= Timeline of the Central Plains Water Enhancement Scheme =

This is a timeline of the Central Plains Water Enhancement Scheme.

The Central Plains Water Enhancement Scheme is a proposed water diversion, damming and water reticulation and irrigation scheme for the Canterbury Plains of New Zealand.

- 1999 – Beginning
- 26 April – the Christchurch City Council adopts the 1999 Annual Plan. The plan budgeted $150,000 for a 'Feasibility Study for Central Plains Irrigation'.
- 13 September – Christchurch City Council approved setting up a joint steering committee with Selwyn District Council, to be called the 'Central Plains Irrigation Steering Committee'.

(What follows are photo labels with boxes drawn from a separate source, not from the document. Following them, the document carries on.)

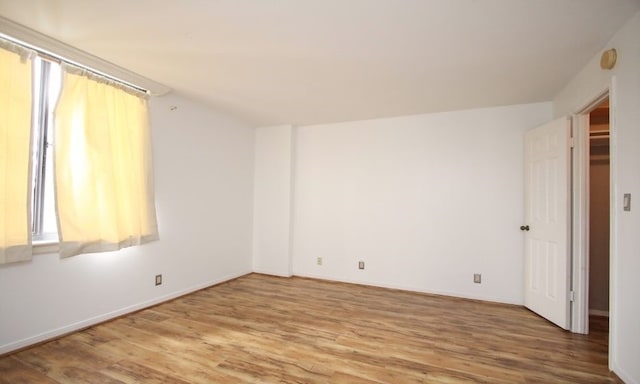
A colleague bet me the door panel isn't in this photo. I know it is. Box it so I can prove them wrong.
[524,117,571,329]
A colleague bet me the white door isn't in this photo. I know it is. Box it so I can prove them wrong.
[521,117,571,329]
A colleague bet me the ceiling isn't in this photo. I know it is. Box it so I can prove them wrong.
[0,0,640,126]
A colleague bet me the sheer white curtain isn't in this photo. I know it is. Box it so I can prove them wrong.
[0,41,32,264]
[54,66,158,257]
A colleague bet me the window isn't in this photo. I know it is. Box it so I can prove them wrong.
[31,57,62,243]
[0,38,158,264]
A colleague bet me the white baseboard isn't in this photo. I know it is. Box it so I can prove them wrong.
[0,271,251,355]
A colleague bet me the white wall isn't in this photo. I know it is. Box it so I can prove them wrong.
[553,13,640,383]
[293,103,551,304]
[0,91,254,354]
[253,125,293,276]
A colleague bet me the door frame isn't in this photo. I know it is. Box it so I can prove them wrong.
[571,76,617,360]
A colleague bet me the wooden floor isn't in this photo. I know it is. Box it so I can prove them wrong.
[0,274,617,384]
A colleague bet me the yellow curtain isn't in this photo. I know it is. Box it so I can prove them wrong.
[54,67,158,257]
[0,41,32,264]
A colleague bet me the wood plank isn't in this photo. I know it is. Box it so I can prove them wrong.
[0,274,620,383]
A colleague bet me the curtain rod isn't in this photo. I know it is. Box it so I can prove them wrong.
[0,16,171,96]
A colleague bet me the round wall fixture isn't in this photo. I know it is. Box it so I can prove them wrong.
[600,48,618,69]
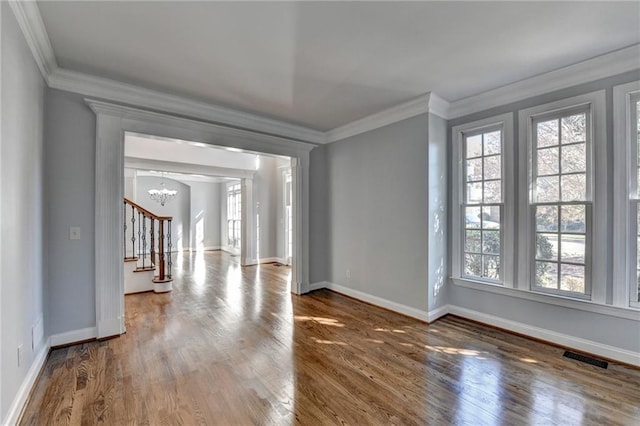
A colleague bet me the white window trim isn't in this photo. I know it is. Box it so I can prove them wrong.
[612,80,640,308]
[451,113,516,287]
[517,90,608,304]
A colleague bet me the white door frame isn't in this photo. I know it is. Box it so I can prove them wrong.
[85,99,315,338]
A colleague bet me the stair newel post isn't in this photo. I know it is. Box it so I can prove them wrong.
[142,214,147,269]
[138,210,142,259]
[150,217,156,266]
[158,219,165,281]
[167,219,173,278]
[131,206,136,258]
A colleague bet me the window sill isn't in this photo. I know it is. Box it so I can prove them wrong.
[451,277,640,321]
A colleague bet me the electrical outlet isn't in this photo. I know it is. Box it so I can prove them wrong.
[69,226,80,240]
[18,345,24,367]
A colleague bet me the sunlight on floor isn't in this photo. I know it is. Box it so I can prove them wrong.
[293,315,344,327]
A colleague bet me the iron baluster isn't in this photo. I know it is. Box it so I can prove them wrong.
[167,219,173,278]
[142,214,147,269]
[131,206,136,258]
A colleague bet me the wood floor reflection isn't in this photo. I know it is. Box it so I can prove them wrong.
[22,252,640,425]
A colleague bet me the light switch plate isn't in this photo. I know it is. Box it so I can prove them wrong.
[69,226,80,240]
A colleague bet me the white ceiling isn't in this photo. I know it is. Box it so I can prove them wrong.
[38,1,640,131]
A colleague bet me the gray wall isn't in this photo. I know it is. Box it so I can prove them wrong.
[448,71,640,352]
[136,176,191,251]
[324,114,429,311]
[309,145,330,283]
[0,2,48,423]
[187,182,221,250]
[45,89,96,335]
[427,114,449,311]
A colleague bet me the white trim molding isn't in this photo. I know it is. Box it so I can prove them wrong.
[86,99,315,338]
[49,327,98,348]
[48,68,326,144]
[325,282,429,322]
[326,92,449,142]
[449,306,640,367]
[612,80,640,306]
[447,44,640,119]
[2,339,50,425]
[9,0,58,84]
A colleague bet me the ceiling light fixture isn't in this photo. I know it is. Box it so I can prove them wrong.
[148,173,178,206]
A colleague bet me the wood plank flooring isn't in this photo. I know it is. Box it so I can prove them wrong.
[21,252,640,425]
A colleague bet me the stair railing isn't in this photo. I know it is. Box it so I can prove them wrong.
[123,198,173,283]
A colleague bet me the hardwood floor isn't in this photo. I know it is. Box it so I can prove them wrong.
[21,252,640,425]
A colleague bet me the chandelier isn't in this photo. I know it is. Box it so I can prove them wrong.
[148,173,178,206]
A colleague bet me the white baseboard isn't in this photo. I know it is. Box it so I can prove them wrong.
[325,282,429,322]
[449,305,640,367]
[309,281,331,291]
[427,305,449,323]
[2,339,50,426]
[49,327,98,347]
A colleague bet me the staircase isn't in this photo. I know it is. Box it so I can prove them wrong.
[123,198,173,294]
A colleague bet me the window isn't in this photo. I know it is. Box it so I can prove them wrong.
[613,81,640,307]
[227,183,242,249]
[452,114,513,286]
[517,91,610,303]
[463,128,502,281]
[629,93,640,304]
[531,106,591,294]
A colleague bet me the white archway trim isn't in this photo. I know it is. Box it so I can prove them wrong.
[85,99,315,338]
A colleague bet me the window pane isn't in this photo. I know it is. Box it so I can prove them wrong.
[536,119,558,147]
[561,205,586,233]
[464,230,481,253]
[560,265,585,293]
[562,112,587,143]
[464,253,482,277]
[536,234,558,260]
[562,143,587,173]
[464,207,480,228]
[560,234,585,264]
[536,206,558,231]
[484,155,502,179]
[482,256,500,280]
[467,182,482,203]
[484,180,502,203]
[467,158,482,182]
[482,231,500,254]
[537,147,560,175]
[467,135,482,158]
[536,262,558,288]
[536,176,560,203]
[484,130,502,155]
[561,173,587,201]
[482,206,500,229]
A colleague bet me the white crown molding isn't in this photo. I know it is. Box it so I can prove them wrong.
[124,157,256,180]
[327,92,449,142]
[9,0,58,84]
[49,68,326,144]
[447,44,640,119]
[327,93,429,142]
[9,0,640,144]
[85,99,316,152]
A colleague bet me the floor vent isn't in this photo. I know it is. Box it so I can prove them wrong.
[564,351,609,368]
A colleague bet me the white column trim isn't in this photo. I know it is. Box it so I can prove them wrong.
[612,80,640,307]
[86,99,315,332]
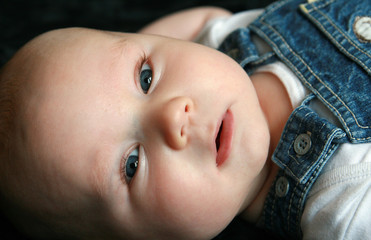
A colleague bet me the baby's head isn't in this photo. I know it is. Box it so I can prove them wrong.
[0,28,268,239]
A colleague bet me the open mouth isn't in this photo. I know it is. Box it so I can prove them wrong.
[215,110,234,167]
[215,122,223,152]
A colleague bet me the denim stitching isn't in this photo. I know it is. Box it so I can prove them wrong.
[254,21,371,140]
[310,5,371,67]
[307,0,335,13]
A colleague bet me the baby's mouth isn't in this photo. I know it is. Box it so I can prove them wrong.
[215,110,234,167]
[215,122,223,152]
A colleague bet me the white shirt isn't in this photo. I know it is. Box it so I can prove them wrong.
[195,9,371,239]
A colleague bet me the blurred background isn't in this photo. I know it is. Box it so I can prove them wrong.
[0,0,275,240]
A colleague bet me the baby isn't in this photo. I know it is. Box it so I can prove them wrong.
[0,1,371,239]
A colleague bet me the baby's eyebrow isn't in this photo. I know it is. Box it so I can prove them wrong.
[112,37,131,60]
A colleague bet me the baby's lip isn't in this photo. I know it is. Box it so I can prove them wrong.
[214,109,234,167]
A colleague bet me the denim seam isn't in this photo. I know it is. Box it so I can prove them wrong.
[307,0,335,13]
[254,21,371,140]
[261,0,291,21]
[311,4,371,65]
[248,52,274,65]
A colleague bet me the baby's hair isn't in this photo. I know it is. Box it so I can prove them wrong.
[0,34,130,239]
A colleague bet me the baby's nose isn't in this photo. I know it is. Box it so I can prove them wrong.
[159,97,194,150]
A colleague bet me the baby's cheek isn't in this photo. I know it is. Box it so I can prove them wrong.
[145,163,233,239]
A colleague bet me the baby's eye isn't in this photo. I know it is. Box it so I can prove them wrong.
[139,63,152,94]
[125,147,139,183]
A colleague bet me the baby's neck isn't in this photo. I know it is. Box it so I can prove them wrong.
[242,72,293,222]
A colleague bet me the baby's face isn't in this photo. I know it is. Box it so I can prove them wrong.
[18,29,268,239]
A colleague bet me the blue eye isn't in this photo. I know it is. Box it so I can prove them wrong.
[139,64,152,94]
[125,148,139,182]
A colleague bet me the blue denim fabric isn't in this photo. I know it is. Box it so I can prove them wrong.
[219,0,371,239]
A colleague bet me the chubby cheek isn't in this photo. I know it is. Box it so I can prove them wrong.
[140,160,236,239]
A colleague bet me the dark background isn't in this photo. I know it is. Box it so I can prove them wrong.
[0,0,280,240]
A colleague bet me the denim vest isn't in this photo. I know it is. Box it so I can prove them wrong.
[219,0,371,239]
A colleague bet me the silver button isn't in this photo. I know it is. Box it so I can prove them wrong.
[276,177,290,197]
[353,16,371,42]
[294,133,312,155]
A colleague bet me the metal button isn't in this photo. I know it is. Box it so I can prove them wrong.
[353,16,371,42]
[276,177,290,197]
[294,133,312,155]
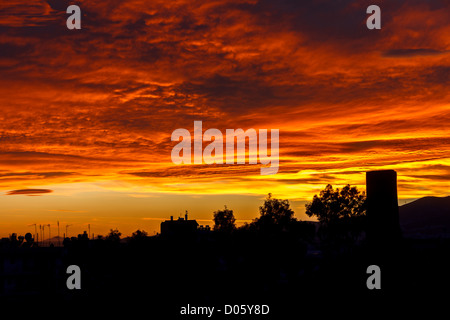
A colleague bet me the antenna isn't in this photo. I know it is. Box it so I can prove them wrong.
[28,223,37,244]
[48,223,52,245]
[66,224,71,238]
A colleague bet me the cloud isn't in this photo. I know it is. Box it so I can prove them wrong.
[383,48,448,58]
[0,0,450,199]
[6,189,53,196]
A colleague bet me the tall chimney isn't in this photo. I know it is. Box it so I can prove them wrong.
[366,170,401,244]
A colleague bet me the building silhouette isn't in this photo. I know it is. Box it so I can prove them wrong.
[161,211,198,236]
[366,170,401,243]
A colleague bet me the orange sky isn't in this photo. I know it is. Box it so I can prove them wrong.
[0,0,450,236]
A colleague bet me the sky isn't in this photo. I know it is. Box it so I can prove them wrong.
[0,0,450,236]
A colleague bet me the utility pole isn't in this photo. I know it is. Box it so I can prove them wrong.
[28,223,37,244]
[42,224,45,245]
[66,224,71,238]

- 2000 – Steering committee
- 14 February – the terms of reference were approved by Christchurch City Council and Denis O'Rourke was appointed to the committee.
- 24 March – Doug Marsh, Jack Searle, John Donkers, Willie Palmer and Doug Catherwood were appointed to the committee.
- July – Doug Marsh is elected as chairman of the steering committee. The council staff supporting the committee are Walter Lewthwaite, Allan Watson, Bruce Henderson (Christchurch City Council) and Eddie Thomas (Selwyn District Council).
- 18 December – the steering committee engages URS New Zealand Limited, a subsidiary of URS Corp., to carry out the feasibility study.

- 2001 – Scoping studies
- 13 July – URS New Zealand Ltd are to carry out the third phase of the feasibility study for $NZ374,300 excluding GST.
- 6 December – URS New Zealand Ltd applied to Canterbury Regional Council on behalf of the two councils and the Ashburton Community Water Trust, for a resource consent to take water from the Waimakariri River and Rakaia River.

- 2002 – Consolidation
- 7 February – the URS feasibility study was released. In spite of noting: – the community opposition, – the lack of a strategy for obtaining land needed for dams and canals, – the environmental concerns (groundwater contamination from nitrates, degradation of river habitats, changes to lowland water tables), the feasibility study concluded that the project was feasible.
- 28 February – the Christchurch City Council adopts a compromise resolution after debating the feasibility study. The continued funding of Central Plains Water Enhancement Scheme was referred to the economic development unit of the council's Capital Endowment fund. No one with prior involvement was to be involved in the decision. A comprehensive report on the 'extent to which the scheme could be managed sustainably' was to be produced.
- 11 October – URS New Zealand Ltd release a geotechnical study that concluded that the Waianiwaniwa River valley, upstream of the village of Coalgate was a suitable site for an earth dam and reservoir with a volume of 290 million cubic metres of water.
- 21 November – the Christchurch City Council approves the use of a trust to hold the resource consents for the scheme.

- 2003 – CPW Trust
- 15 April – the Central Plains Water Trust is established.
- 12 May – the CPW Trust will set up a company to issue a prospectus to raise funds.
- 23 October – the 2001 resource consent application for Rakaia and Waimakariri River water is transferred to the Central Plains Water Trust.

- 2004 – CPW Ltd and share prospectus
- 16 September – Central Plains Water Limited issues a share prospectus to raise funds to pay for applications for resource consents.

- 2005 – Applications for resource consents
- 12 May – Central Plains Water Limited confirms GHD Limited as project manager, Buddle Findlay as legal adviser, URS New Zealand Limited as technical adviser and Deloittes as financial adviser.
- 23 November – the consent applications for the use of water for irrigation and associated land uses are lodged with Environment Canterbury.
- 24 November – Central Plains Water Limited is given requiring authority status by the Minister for the Environment, meaning it may apply to the Minister of Land Information to compulsorily acquire private land.

- 2006 and 2007 – Notification of applications
- 12 June – applications for resource consents for land use are lodged with Selwyn District Council.
- 24 June – public notification of 55 applications for resource consents lodged with Environment Canterbury.

- 2007
- 5 May – a further 10 resource consent applications for a ten kilometre tunnel are notified by Environment Canterbury.
- 5 July – the Christchurch City Council allows Central Plains Water Limited to borrow up to $4.8 million from Dairy Holdings Limited.
- 1 August – Central Plains Water Trust asks for the consent hearing to be deferred to February 2008.
- 13 August – the Christchurch medical officer of health, Alistair Humphrey, commented that the downstream social and health concerns of the scheme were being largely overlooked in the haste to promote the $350 million irrigation scheme.

- 2008 – Hearings
- 25 February – hearings for the scheme, which has had 1200 submissions, began in Christchurch.
- 25 September – the hearings finish.

- 2009 – Interim decision
- 3 April – Hearing Panel indicates they are unlikely to grant CPW the dam consents.
- 11 May – the hearing resumes to decide whether to consider granting water takes and water races.
- 20 May – hearing evidence from CPW will resume on 5 October 2009.